Avniel’s work certainly seems to have commercial applications. He holds patents on technologies that may someday help combat disease by screening out bad genes, create computer displays that will eliminate radiation effects on the human eye, create a switch-operated sterilization catalyst for use in hospital surgery rooms or kitchens (a similar technology is already in effect in solar-powered, self-window-cleaning skyscrapers), make CDs more scratch-resistant, and create clothing that produces electricity through movement to keep the wearer warm. And that’s barely scratching the surface.

“Everywhere I look, I see materials. Construction, energy, food, medicine—for all of that, we’ll have the ability to design for a specific end.”

Nanotechnology offers a “designer world,” and it has drawn the attention of Ferro Electronics, the largest electronics distributor in the U.S., which is working with Avniel to develop his patents.

“I predict this is going to be as big as the Industrial Revolution,” he says.

The U.S. government appears on board.
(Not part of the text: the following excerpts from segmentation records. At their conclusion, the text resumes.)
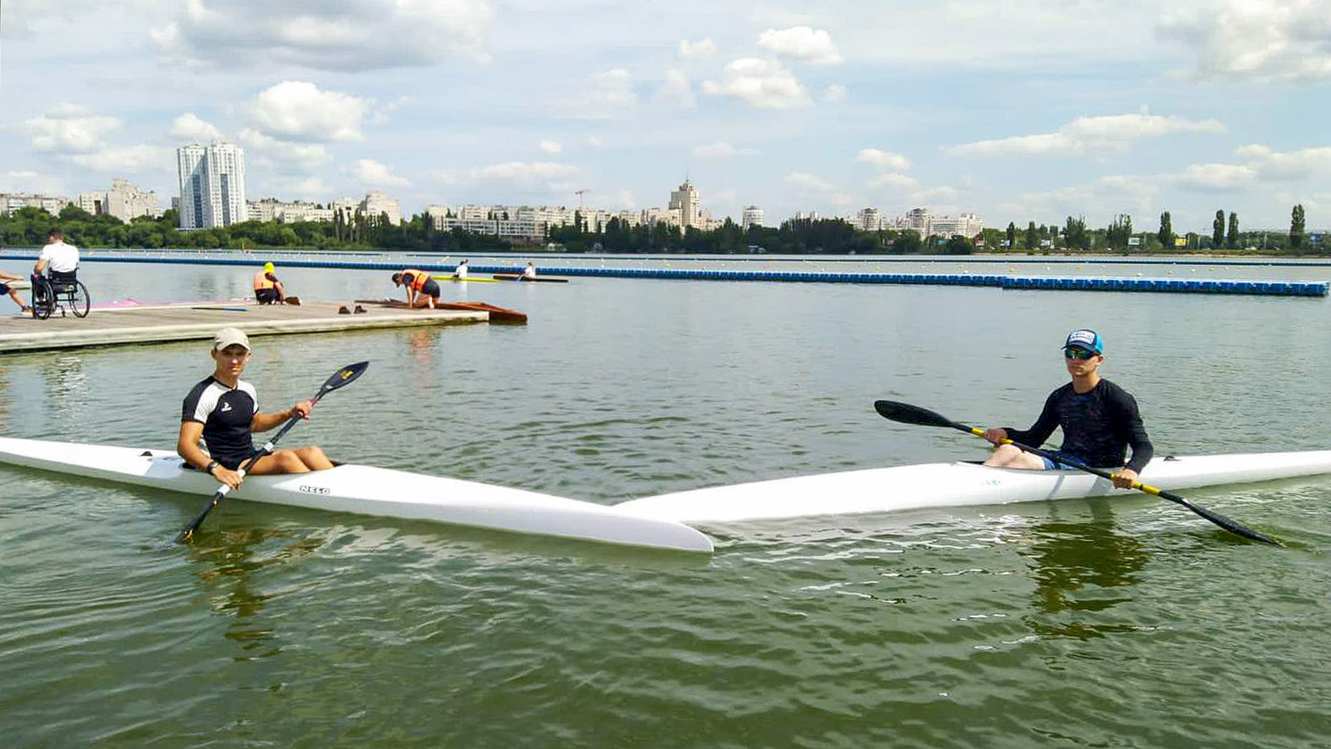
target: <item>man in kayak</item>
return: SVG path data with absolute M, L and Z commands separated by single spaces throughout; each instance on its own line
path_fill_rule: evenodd
M 427 300 L 430 309 L 434 309 L 434 303 L 439 300 L 439 284 L 425 271 L 407 268 L 401 273 L 394 273 L 393 283 L 407 288 L 407 307 L 415 307 L 417 296 Z
M 264 269 L 254 273 L 254 299 L 260 304 L 282 304 L 286 300 L 286 289 L 273 271 L 273 264 L 265 263 Z
M 268 432 L 295 416 L 309 418 L 314 408 L 310 401 L 299 401 L 286 410 L 260 413 L 254 385 L 241 380 L 249 360 L 249 337 L 244 331 L 222 328 L 213 336 L 217 368 L 185 396 L 180 438 L 176 441 L 176 452 L 185 462 L 232 489 L 244 480 L 237 469 L 258 452 L 254 432 Z M 200 437 L 208 445 L 206 453 L 198 446 Z M 333 468 L 327 456 L 321 448 L 309 445 L 266 454 L 256 460 L 246 473 L 309 473 L 325 468 Z
M 1137 412 L 1137 400 L 1099 376 L 1105 347 L 1095 331 L 1069 333 L 1063 343 L 1063 360 L 1073 381 L 1050 393 L 1045 409 L 1030 429 L 996 426 L 985 430 L 985 438 L 997 445 L 985 465 L 1057 468 L 1054 461 L 1002 441 L 1006 438 L 1038 448 L 1054 433 L 1054 426 L 1062 426 L 1063 445 L 1055 454 L 1090 468 L 1115 469 L 1114 486 L 1130 489 L 1154 454 L 1142 417 Z M 1129 446 L 1133 448 L 1133 457 L 1125 466 L 1123 457 Z

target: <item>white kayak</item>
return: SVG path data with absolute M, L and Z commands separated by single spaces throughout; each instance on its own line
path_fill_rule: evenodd
M 1155 458 L 1141 481 L 1158 489 L 1268 481 L 1331 473 L 1331 450 Z M 799 476 L 630 500 L 615 509 L 680 522 L 735 522 L 820 514 L 990 505 L 1138 494 L 1085 470 L 1017 470 L 977 462 L 928 462 Z
M 216 478 L 188 469 L 174 450 L 0 437 L 0 462 L 196 494 Z M 539 533 L 628 546 L 711 552 L 699 530 L 612 506 L 474 481 L 343 464 L 329 470 L 250 476 L 230 498 L 406 520 Z

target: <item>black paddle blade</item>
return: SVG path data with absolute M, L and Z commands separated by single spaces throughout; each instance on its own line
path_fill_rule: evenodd
M 873 401 L 873 409 L 878 412 L 878 416 L 884 418 L 890 418 L 892 421 L 900 421 L 902 424 L 918 424 L 921 426 L 952 426 L 958 428 L 958 424 L 941 413 L 934 413 L 928 408 L 920 408 L 918 405 L 910 405 L 908 402 L 900 401 Z M 961 426 L 962 430 L 969 430 Z
M 1243 536 L 1244 538 L 1251 538 L 1254 541 L 1262 541 L 1263 544 L 1271 544 L 1272 546 L 1284 546 L 1284 544 L 1276 541 L 1275 538 L 1271 538 L 1268 536 L 1263 536 L 1263 534 L 1258 533 L 1256 530 L 1252 530 L 1251 528 L 1248 528 L 1247 525 L 1243 525 L 1240 522 L 1234 522 L 1233 520 L 1225 517 L 1223 514 L 1221 514 L 1218 512 L 1209 510 L 1209 509 L 1202 508 L 1202 506 L 1197 506 L 1193 502 L 1185 500 L 1183 497 L 1181 497 L 1181 496 L 1178 496 L 1178 494 L 1175 494 L 1173 492 L 1161 492 L 1158 496 L 1161 496 L 1161 497 L 1163 497 L 1163 498 L 1166 498 L 1166 500 L 1169 500 L 1169 501 L 1171 501 L 1174 504 L 1179 504 L 1179 505 L 1186 506 L 1187 509 L 1195 512 L 1197 514 L 1205 517 L 1206 520 L 1210 520 L 1211 522 L 1219 525 L 1221 528 L 1229 530 L 1230 533 L 1235 533 L 1238 536 Z
M 355 381 L 357 377 L 365 374 L 365 371 L 369 368 L 370 368 L 369 361 L 357 361 L 355 364 L 347 364 L 342 369 L 334 372 L 333 376 L 329 377 L 329 381 L 323 382 L 323 386 L 319 388 L 319 392 L 326 393 L 329 390 L 335 390 L 342 385 L 350 385 L 353 381 Z

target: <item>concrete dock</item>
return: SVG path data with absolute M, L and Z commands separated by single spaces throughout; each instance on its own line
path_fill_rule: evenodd
M 202 340 L 218 328 L 236 327 L 250 336 L 325 333 L 413 325 L 486 323 L 487 312 L 391 309 L 365 305 L 361 315 L 338 315 L 338 303 L 307 301 L 299 307 L 253 301 L 184 303 L 157 307 L 93 308 L 88 317 L 48 320 L 31 315 L 0 317 L 0 353 Z

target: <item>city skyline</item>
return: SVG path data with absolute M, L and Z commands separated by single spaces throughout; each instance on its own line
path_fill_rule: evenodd
M 1205 231 L 1295 203 L 1331 223 L 1326 0 L 265 8 L 7 3 L 0 192 L 173 195 L 180 143 L 224 139 L 250 195 L 389 192 L 406 215 L 642 211 L 687 177 L 737 223 L 1170 211 Z

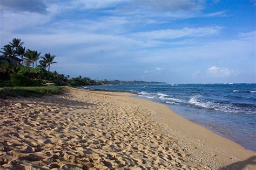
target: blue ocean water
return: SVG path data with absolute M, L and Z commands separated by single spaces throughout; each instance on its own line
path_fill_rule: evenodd
M 136 93 L 256 151 L 256 84 L 118 84 L 86 88 Z

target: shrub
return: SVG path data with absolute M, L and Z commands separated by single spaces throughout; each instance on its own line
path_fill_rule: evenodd
M 8 62 L 0 63 L 0 80 L 9 80 L 10 74 L 16 73 L 21 69 L 21 66 Z
M 14 86 L 39 86 L 40 83 L 23 75 L 13 73 L 10 75 L 11 81 Z
M 18 72 L 20 75 L 32 79 L 45 79 L 48 74 L 43 68 L 32 68 L 29 66 L 23 67 Z
M 59 94 L 66 91 L 63 87 L 18 87 L 0 88 L 0 98 L 6 97 L 40 97 L 45 95 Z

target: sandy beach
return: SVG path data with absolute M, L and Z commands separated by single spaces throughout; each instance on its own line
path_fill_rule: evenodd
M 0 99 L 1 167 L 256 169 L 255 152 L 133 95 Z

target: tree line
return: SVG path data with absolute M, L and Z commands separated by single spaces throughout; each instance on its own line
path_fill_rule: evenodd
M 0 87 L 40 86 L 47 83 L 56 86 L 86 86 L 102 84 L 102 82 L 87 77 L 70 78 L 69 75 L 51 72 L 52 64 L 57 63 L 56 55 L 37 51 L 26 49 L 24 42 L 12 39 L 0 51 Z
M 6 60 L 11 62 L 18 62 L 19 64 L 24 66 L 37 66 L 37 61 L 39 61 L 39 65 L 38 67 L 42 67 L 45 69 L 48 68 L 48 72 L 50 71 L 50 68 L 52 64 L 57 63 L 55 61 L 56 57 L 55 55 L 51 55 L 50 53 L 46 53 L 44 56 L 41 55 L 41 53 L 37 51 L 31 50 L 23 46 L 24 42 L 21 39 L 14 38 L 11 42 L 9 42 L 2 48 L 2 51 L 0 51 L 2 53 L 2 60 Z M 17 61 L 16 62 L 15 62 Z

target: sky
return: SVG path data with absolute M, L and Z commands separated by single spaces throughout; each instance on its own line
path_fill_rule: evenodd
M 1 0 L 0 45 L 97 80 L 256 82 L 255 0 Z

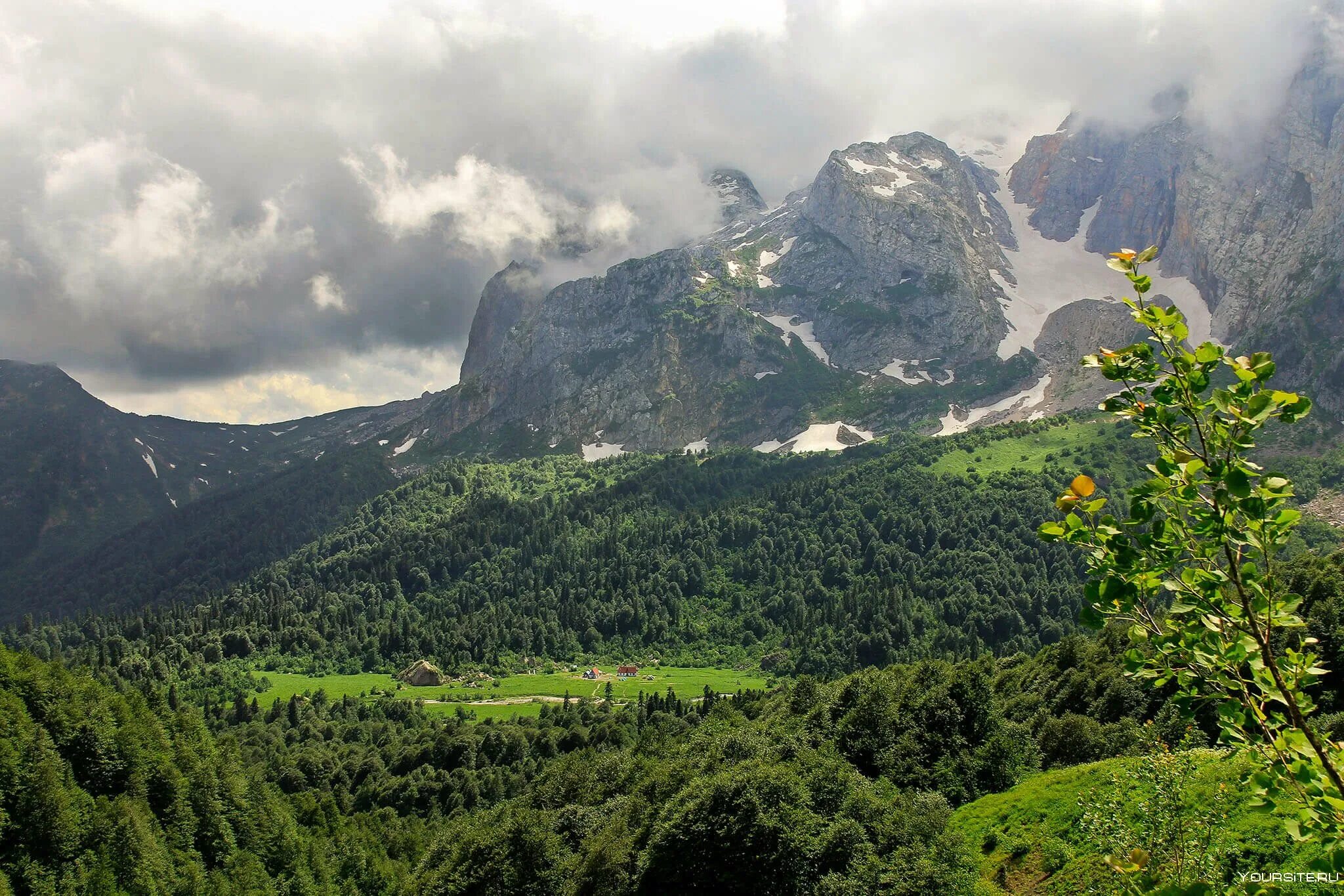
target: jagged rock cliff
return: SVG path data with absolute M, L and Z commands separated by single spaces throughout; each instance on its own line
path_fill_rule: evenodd
M 1184 114 L 1140 133 L 1068 121 L 1031 141 L 1015 196 L 1055 239 L 1083 210 L 1094 251 L 1161 247 L 1223 341 L 1275 352 L 1281 376 L 1344 408 L 1344 77 L 1322 50 L 1263 134 L 1219 142 Z
M 976 163 L 906 134 L 832 153 L 769 211 L 742 172 L 711 183 L 727 223 L 692 246 L 544 296 L 521 266 L 497 274 L 444 426 L 590 453 L 780 443 L 841 394 L 926 395 L 995 359 L 989 271 L 1015 240 Z

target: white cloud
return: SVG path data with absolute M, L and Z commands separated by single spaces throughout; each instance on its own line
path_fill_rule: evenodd
M 90 140 L 47 159 L 32 234 L 79 304 L 181 306 L 192 292 L 255 285 L 271 259 L 313 244 L 266 199 L 251 224 L 230 226 L 210 189 L 125 136 Z
M 438 391 L 457 382 L 456 352 L 384 347 L 366 355 L 340 353 L 301 369 L 145 390 L 101 371 L 74 369 L 86 390 L 113 407 L 219 423 L 277 423 L 362 404 L 383 404 Z
M 554 283 L 712 230 L 719 165 L 774 201 L 857 140 L 1136 124 L 1172 85 L 1254 153 L 1321 4 L 59 5 L 0 3 L 0 356 L 148 395 L 458 352 L 511 257 Z
M 431 224 L 480 253 L 536 249 L 552 238 L 558 218 L 571 207 L 538 191 L 526 177 L 476 156 L 461 156 L 453 173 L 421 177 L 387 145 L 374 153 L 382 171 L 347 154 L 345 165 L 374 196 L 374 219 L 394 236 L 421 234 Z
M 332 279 L 331 274 L 314 274 L 308 281 L 308 296 L 317 308 L 337 312 L 349 310 L 345 308 L 345 293 L 341 290 L 340 283 Z

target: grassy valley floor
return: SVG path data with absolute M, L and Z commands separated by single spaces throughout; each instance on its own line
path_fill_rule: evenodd
M 312 696 L 324 690 L 332 700 L 344 696 L 372 696 L 388 693 L 399 700 L 423 700 L 431 713 L 456 713 L 460 708 L 476 720 L 535 716 L 542 703 L 573 700 L 601 700 L 606 685 L 617 703 L 636 700 L 640 693 L 664 693 L 669 688 L 681 699 L 695 699 L 710 688 L 715 693 L 761 690 L 769 684 L 759 672 L 734 669 L 695 669 L 680 666 L 648 666 L 629 678 L 617 678 L 614 666 L 599 666 L 597 678 L 583 678 L 582 672 L 552 672 L 481 678 L 469 682 L 449 680 L 442 685 L 411 686 L 379 672 L 359 674 L 305 676 L 289 672 L 257 672 L 257 690 L 253 696 L 262 707 L 276 700 L 289 701 L 294 695 Z M 581 668 L 582 669 L 582 668 Z

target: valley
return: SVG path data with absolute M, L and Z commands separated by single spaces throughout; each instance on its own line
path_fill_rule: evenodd
M 1344 0 L 133 5 L 0 13 L 0 896 L 1344 880 Z
M 376 695 L 386 693 L 398 700 L 423 701 L 430 713 L 454 713 L 458 708 L 480 711 L 477 719 L 503 719 L 512 713 L 535 715 L 538 704 L 563 703 L 566 699 L 602 701 L 606 699 L 607 684 L 612 685 L 612 699 L 621 705 L 629 704 L 641 693 L 661 693 L 669 688 L 695 697 L 706 688 L 716 695 L 730 696 L 743 689 L 763 690 L 770 686 L 770 680 L 759 673 L 759 666 L 755 672 L 645 666 L 638 674 L 621 678 L 614 674 L 614 665 L 606 665 L 607 670 L 597 678 L 585 678 L 575 668 L 573 672 L 511 674 L 474 682 L 449 680 L 442 685 L 418 686 L 378 673 L 304 676 L 254 672 L 253 676 L 261 685 L 255 696 L 262 704 L 276 700 L 288 703 L 294 695 L 310 697 L 317 690 L 325 692 L 332 700 L 345 696 L 375 699 Z

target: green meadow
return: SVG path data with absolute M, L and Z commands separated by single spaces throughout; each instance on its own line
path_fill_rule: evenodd
M 392 676 L 376 672 L 360 674 L 332 674 L 332 676 L 305 676 L 292 672 L 254 672 L 253 678 L 258 684 L 257 701 L 269 707 L 273 701 L 288 701 L 294 695 L 313 695 L 319 690 L 327 692 L 331 699 L 344 696 L 372 695 L 388 692 L 401 700 L 434 701 L 426 705 L 433 712 L 452 713 L 457 705 L 474 704 L 477 720 L 485 717 L 508 717 L 515 715 L 536 715 L 540 711 L 539 703 L 530 703 L 528 697 L 590 697 L 601 699 L 605 695 L 607 681 L 612 684 L 612 696 L 617 700 L 633 700 L 640 692 L 663 693 L 668 688 L 676 690 L 679 697 L 699 697 L 706 685 L 716 693 L 734 693 L 746 689 L 763 689 L 766 678 L 759 672 L 739 672 L 734 669 L 692 669 L 684 666 L 649 666 L 640 669 L 634 678 L 618 681 L 614 677 L 616 666 L 598 666 L 602 669 L 602 680 L 591 681 L 583 678 L 581 672 L 554 672 L 507 676 L 493 681 L 482 681 L 478 685 L 465 685 L 460 682 L 446 682 L 437 686 L 413 688 L 396 681 Z M 607 677 L 610 676 L 610 677 Z M 269 686 L 261 689 L 262 678 Z M 481 701 L 517 700 L 513 704 L 481 704 Z
M 1005 473 L 1012 469 L 1040 470 L 1047 455 L 1066 450 L 1089 449 L 1113 438 L 1116 424 L 1109 420 L 1074 420 L 1039 433 L 985 441 L 972 449 L 948 451 L 930 465 L 934 473 Z M 978 434 L 977 434 L 978 435 Z M 984 437 L 980 437 L 984 438 Z

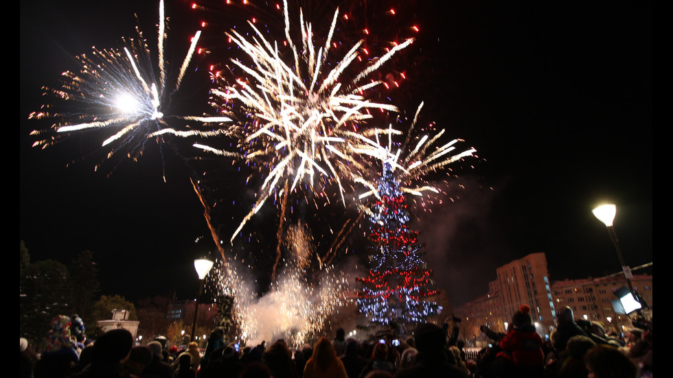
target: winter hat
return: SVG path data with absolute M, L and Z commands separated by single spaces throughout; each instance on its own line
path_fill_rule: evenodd
M 128 358 L 134 362 L 149 365 L 152 362 L 152 351 L 147 346 L 134 346 Z
M 61 348 L 72 348 L 70 339 L 70 318 L 59 315 L 52 320 L 52 329 L 47 335 L 45 349 L 47 352 L 56 352 Z
M 124 329 L 108 331 L 96 339 L 93 344 L 93 360 L 101 362 L 119 362 L 131 351 L 133 336 Z
M 424 323 L 418 326 L 414 336 L 416 349 L 422 353 L 441 351 L 446 344 L 446 334 L 437 325 Z
M 521 305 L 518 311 L 514 313 L 514 316 L 512 317 L 512 324 L 516 328 L 518 328 L 524 324 L 529 324 L 532 323 L 532 320 L 530 318 L 530 306 L 528 305 Z
M 161 343 L 158 341 L 153 341 L 147 344 L 150 347 L 150 350 L 152 351 L 152 354 L 159 358 L 163 358 L 163 355 L 161 354 Z

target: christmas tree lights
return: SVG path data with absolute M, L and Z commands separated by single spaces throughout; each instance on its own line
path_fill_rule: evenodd
M 442 308 L 431 301 L 432 271 L 423 261 L 418 233 L 409 229 L 409 212 L 393 169 L 384 164 L 378 185 L 380 200 L 369 217 L 369 270 L 357 279 L 360 311 L 374 324 L 424 322 Z

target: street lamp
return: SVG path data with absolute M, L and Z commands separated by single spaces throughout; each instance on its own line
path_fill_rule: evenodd
M 196 292 L 196 302 L 194 305 L 194 322 L 192 323 L 190 341 L 194 341 L 194 336 L 196 334 L 196 313 L 198 312 L 198 300 L 201 298 L 201 292 L 203 291 L 204 279 L 208 275 L 210 269 L 213 268 L 213 261 L 207 259 L 197 259 L 194 261 L 194 268 L 196 270 L 196 274 L 198 274 L 198 291 Z
M 624 278 L 628 284 L 628 291 L 633 294 L 633 285 L 631 285 L 631 272 L 626 264 L 624 263 L 624 258 L 621 256 L 621 250 L 619 249 L 619 242 L 617 239 L 617 233 L 615 233 L 615 227 L 613 226 L 613 221 L 615 220 L 615 215 L 617 214 L 617 206 L 613 204 L 604 204 L 599 206 L 591 211 L 598 220 L 602 222 L 605 226 L 608 228 L 608 233 L 610 234 L 610 239 L 615 244 L 617 249 L 617 255 L 619 257 L 619 263 L 621 264 L 621 270 L 624 272 Z

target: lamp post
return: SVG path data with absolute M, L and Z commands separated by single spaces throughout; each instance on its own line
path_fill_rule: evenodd
M 613 221 L 615 220 L 615 215 L 617 214 L 617 206 L 614 204 L 604 204 L 599 206 L 591 211 L 598 220 L 602 222 L 605 226 L 608 228 L 608 233 L 610 234 L 610 239 L 612 239 L 615 248 L 617 249 L 617 255 L 619 257 L 619 263 L 621 264 L 621 270 L 624 272 L 624 278 L 628 284 L 628 291 L 633 294 L 633 285 L 631 285 L 630 270 L 624 263 L 624 258 L 621 256 L 621 250 L 619 249 L 619 242 L 617 239 L 617 233 L 615 233 L 615 227 L 613 226 Z
M 198 300 L 201 298 L 201 292 L 203 291 L 203 281 L 208 275 L 208 272 L 213 268 L 213 261 L 206 259 L 197 259 L 194 261 L 194 268 L 196 270 L 198 274 L 198 291 L 196 292 L 196 302 L 194 304 L 194 322 L 192 323 L 192 337 L 190 341 L 194 341 L 194 336 L 196 334 L 196 313 L 198 312 Z

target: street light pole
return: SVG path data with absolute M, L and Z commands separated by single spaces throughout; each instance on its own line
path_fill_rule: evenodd
M 192 323 L 192 337 L 190 341 L 194 341 L 196 335 L 196 313 L 198 312 L 198 300 L 201 298 L 201 292 L 203 291 L 203 281 L 205 276 L 208 275 L 210 269 L 213 268 L 213 261 L 206 259 L 197 259 L 194 261 L 194 268 L 196 270 L 198 274 L 198 291 L 196 292 L 196 302 L 194 305 L 194 322 Z
M 619 241 L 617 239 L 617 233 L 615 232 L 615 227 L 613 226 L 613 221 L 615 220 L 615 215 L 617 214 L 617 206 L 612 204 L 604 204 L 594 209 L 592 213 L 598 218 L 598 220 L 602 222 L 608 228 L 608 233 L 610 234 L 610 239 L 612 239 L 613 244 L 615 244 L 615 248 L 617 249 L 617 255 L 619 257 L 619 263 L 621 264 L 621 270 L 624 272 L 624 278 L 626 279 L 626 283 L 628 284 L 628 291 L 632 294 L 635 294 L 633 285 L 631 285 L 631 279 L 629 277 L 630 272 L 628 274 L 626 272 L 627 270 L 630 270 L 624 263 L 624 258 L 621 255 L 621 250 L 619 248 Z

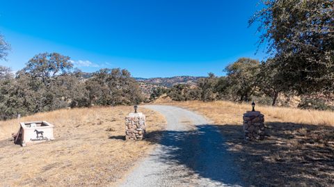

President Bush signed the 21st Century Nanotechnology Research and Development Act into law in December, and Avniel thinks he has a good shot at seeing more government funding down the road; the MSU-Bozeman program is funded via government grants.

As with any powerful tool, however, nanotechnology has a possible downside.

Mike Treder, executive director of Brooklyn, New York’s Center for Responsible Nanotechnology (CRN), says “We’re just trying to get people to start talking about the questions that need to be asked.”

And while his organization is not against nanotech per se, Treder is concerned about possible impacts.

“It could upset the balance of world power militarily and economically if small nations are able to quickly, secretly upgrade their militaries without any easy verification like you have with nuclear arms,” Treder says, noting that nanotechnology offers the possibility of weapons of mass destruction being produced in days or weeks, rather than months or years.

CRN’s website is more bleak: “Some of the dangers [of nanotechnology]…may threaten the continued existence of humankind,” it reads, announcing that one suitcase filled with nanotech devices could theoretically deploy enough botulism toxin to kill every human being on Earth.

“There’s a lot of fear over what could happen if this fell into the wrong hands, so we’re proposing technical restrictions that would prevent dangerous products,” Treder says. “That would require some international administration.”

“When it comes to where we are in practice, we’re a long way from that sci-fi stuff,” says Avniel.

“It’s easy for people to say, ‘Oh, that’s science fiction,’ so we have to find that line between being seen as overly alarmist and also responding to what we see as the real urgency of the situation,” Treder counters.

Avniel says his work isn’t geared toward destructive ends, though he admits he may not have as much control over his research’s final applications as he’d like.

“I choose not to work in munitions. Will it be applied there? Possibly. I can’t predict the future.”

Ultimately, nanotechnology’s use will depend on the human beings in control of the technology. Nanotechnology may alter much, but probably not free will. In the meantime, Avniel contines his research from the Fifth Street home where he lives with his son—and like a young boy, his eyes light up at the possibilities.

“This is going to be big. It’s going to grow, and my intention is to bring like-minded individuals to Missoula because I’ll need help,” he says. “This is [a] hi-tech play group. What could be cooler?”